If you place a bone in front of a dog, the dog will focus only on the bone. If you place a bone, a ball, and a cat in front of the dog, the dog will try to focus on all three, lose sight of a real target, and most times, lose focus on everything. So, if you are advertising a bone, ONLY place a bone in front of the dog. 

Keep Up Momentum

Keeping up momentum is simple; do not leave a break in communication. For example, if you create an ad campaign inviting the visitor to learn something valuable from your site when they get there, do not act like you do not know why! Invite them in with the ad, then welcome them with the landing page. Something as simple as, “Thank you for showing interest in what we have to offer” can be a great way to keep up the conversion momentum.

Stay away from generic text that only seems to display your need to create business. The idea behind the momentum is to keep the visitor interested but also meant to make them feel as though you have just what they have been looking for. So, tell them how you will help them, what you can do for them (be specific), and walk them through the call to action, do not just push it in their faces. Start a conversation with the ad campaign, and then continue that conversation on the landing page.

Call-To-Actions (CTAs)

A Call-to-action should always be part of your landing page, whether it be to sign up for a newsletter, purchase a product or click-thru to another part of your page, the CTA is the main purpose of the ad campaign, and the landing page…so make it count!

Make sure the CTA is clear, not only visible clear, but context clear as well. Keep it where it can be seen, and make sure the message is clear as to what the visitor is clicking, and where they will be sent. In order to keep the attention ratio at 1:1, a landing page needs to have only one CTA theme, with that being said, more than one CTA can be on the page, they just should all be 100% matched to the headline and ad campaign.
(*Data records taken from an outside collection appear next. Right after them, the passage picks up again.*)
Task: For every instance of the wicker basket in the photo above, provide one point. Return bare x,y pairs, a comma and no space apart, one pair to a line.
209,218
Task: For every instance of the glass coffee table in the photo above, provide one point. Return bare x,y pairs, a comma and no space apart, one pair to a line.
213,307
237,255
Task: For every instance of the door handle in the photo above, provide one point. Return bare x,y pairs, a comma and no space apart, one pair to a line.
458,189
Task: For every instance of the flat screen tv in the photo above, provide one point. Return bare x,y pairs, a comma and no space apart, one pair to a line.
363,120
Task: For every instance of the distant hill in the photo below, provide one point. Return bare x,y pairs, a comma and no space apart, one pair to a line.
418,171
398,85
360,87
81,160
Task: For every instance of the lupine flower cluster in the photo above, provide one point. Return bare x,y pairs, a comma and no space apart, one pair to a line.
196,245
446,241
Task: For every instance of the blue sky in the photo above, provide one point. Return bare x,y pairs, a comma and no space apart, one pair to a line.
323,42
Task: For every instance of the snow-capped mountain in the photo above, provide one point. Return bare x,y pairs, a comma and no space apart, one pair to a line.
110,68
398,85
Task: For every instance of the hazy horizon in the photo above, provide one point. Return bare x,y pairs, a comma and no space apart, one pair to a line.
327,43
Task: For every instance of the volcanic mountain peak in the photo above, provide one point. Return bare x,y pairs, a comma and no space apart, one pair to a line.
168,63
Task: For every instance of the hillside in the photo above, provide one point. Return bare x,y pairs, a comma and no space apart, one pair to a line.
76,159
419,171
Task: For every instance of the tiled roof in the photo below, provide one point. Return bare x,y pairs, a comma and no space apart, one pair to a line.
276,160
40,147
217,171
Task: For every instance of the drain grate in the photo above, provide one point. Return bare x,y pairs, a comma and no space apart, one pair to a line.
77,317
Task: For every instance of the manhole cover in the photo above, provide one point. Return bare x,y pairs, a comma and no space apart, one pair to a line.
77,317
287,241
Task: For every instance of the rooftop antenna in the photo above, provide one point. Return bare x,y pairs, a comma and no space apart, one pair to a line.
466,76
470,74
So, What Have You Learned?

  • Conversion rates go up when attention ratios go down
  • Matching ad campaign design and text to landing page design and headlines keep visitors focused
  • Keep up the momentum by creating a conversation that flows throughout your message, in ad, and on-page

The Unfortunate Truth

Sadly, many marketers never use landing pages, and only consider traffic to their homepage as important. The fact that so many distractions are on the homepage, and the message is rarely clear from the ad campaign, most visitors leave the page before ever reaching the CTA.
If you place an ad campaign for shoes in your clothing line, and you send visitors to your homepage from that ad, they are faced with links to all your items, instead of just the shoes. Now, you may be saying “Hey, well that’s a good thing!”, and you might also be saying ‘Hey, why is my conversion rate so low?”

You have to consider, the visitors wanted shoes, and when dropped on your homepage, they got everything pushed on them, so instead of a 1:1 attention ratio, you are getting what, 102:1 attention ratio by the time you add all the links, drop-down menus, and other ads on the homepage?

Keep it simple, keep it real, and keep those conversion rates up!